How to delete all but certain values from many JSON files?

I've used youtube-dl to download all my videos from Youtube. With these, are created a JSON file for each video file. inside these JSON files is a LOT of junk. but there are 3 items/values/categories(?) that i want to keep, the rest can be deleted.

Those things are

{"upload_date": "value",
"fulltitle": "value",
"description": "value"}

So I either need to:

  • delete all but these 3 items & save the file, or
  • extract these 3 items to a new file & delete the old one.

How can I do this with Automator or with shell tools in Terminal?


Here is one of the ways I would do it...

The following was tested and worked for me under macOS Catalina 10.15.6.

I downloaded jq from https://stedolan.github.io/jq/download/ under the OS X section:

  • jq 1.6 binary for 64-bit

In Terminal, I ran the following commands:

cd ~/Downloads
xattr -d com.apple.quarantine jq-osx-amd64
sudo cp jq-osx-amd64 /usr/local/bin/jq
sudo chmod 0755 /usr/local/bin/jq

   Note: If /usr/local/bin does not already exist, it must first be created with e.g.: sudo mkdir -p /usr/local/bin

The aforementioned steps have now set up jq for use from the command line in Terminal, or from a Run Shell Script action in Automator, or a do shell script command using AppleScript.

Downloading a video from YouTube with youtube-dl using the --write-info-json option, I then used the example shell script code, shown below, in a Run Shell Script action in an Automator workflow as a Service/Quick Action to process the JSON file so it would only have the keys you've mentioned.

Example shell script code:

for f in "$@"; do
    [[ -f $f ]] || continue
    [[ $f =~ .*\.json$ ]] || continue
    fn="${f##*/}"
    tmpfile="$(mktemp /tmp/"${fn}.XXXXXX")" || exit 1
    /usr/local/bin/jq '{"upload_date": .upload_date, "fulltitle": .fulltitle, "description": .description}' "$f" > "$tmpfile"
    mv "$tmpfile" "$f"
done

With this setup as shown in the image further below, I select the JSON file, created by youtube-dl using the --write-info-json option, in Finder and then right-click on it selecting Cleanup youtube-dl JSON from the context menu.

It then produced a JSON file with the following example structure, while overwriting the original JSON file:

{
  "upload_date": "20080913",
  "fulltitle": "Jerry Seinfeld returns to Comedy on the Letterman show",
  "description": "Jerry Seinfeld returns to Comedy on the Letterman show"
}

Automator Service/Quick Action workflow


Notes:

  • The example JSON file was created from the output of:

    youtube-dl --write-info-json https://www.youtube.com/watch?v=8JOsxxm-RnQ
    
  • The example shell script code, as coded, can handle multiple selected JSON files in Finder at the same time.

  • While the example shell script code does contain some error handling, nonetheless it does not backup the original JSON file(s) before overwriting.
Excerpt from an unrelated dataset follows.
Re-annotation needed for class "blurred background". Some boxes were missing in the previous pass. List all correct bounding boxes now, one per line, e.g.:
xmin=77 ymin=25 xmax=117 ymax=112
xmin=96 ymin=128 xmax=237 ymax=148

Additional code is required to be added if that is something you need/want.

  • The example shell script code, as coded, does not contain any error handling in regards to the jq command used and is only meant to be used on JSON files created by youtube-dl using the --write-info-json option with the assumption that the target keys always exist under the circumstances. Otherwise, additional error handling may be required.

  • The format of the JSON files created by youtube-dl using the --write-info-json option are flat formatted, meaning it is written all on one line. The output of the jq command, as written, produces multi-line output. If you desire flat formatted output, you can use the -c option, e.g.,: jq -c ...

  • The example shell script code can be used in a standard shell script, made executable, and run from the command line in Terminal.

  • The error handling can be removed from the example shell script code and formatted so it can also be use as a one-liner after changing directory the where the JSON files are located. e.g.:

    for f in *.json; do jq '{"upload_date": .upload_date, "fulltitle": .fulltitle, "description": .description }' "$f" > "tmp"; mv tmp "$f"; done
    

       Note: This overwrites the original file without a backup.

  • NOTE: JSON files are not just ordinary plain text files per se, they are specially formatted, and one should not parse them with utilities such as sed, awk, etc., and instead use a utility expressly designed to work with JavaScript Object Notation (JSON) files! jq is a utility designed to work with JSON files.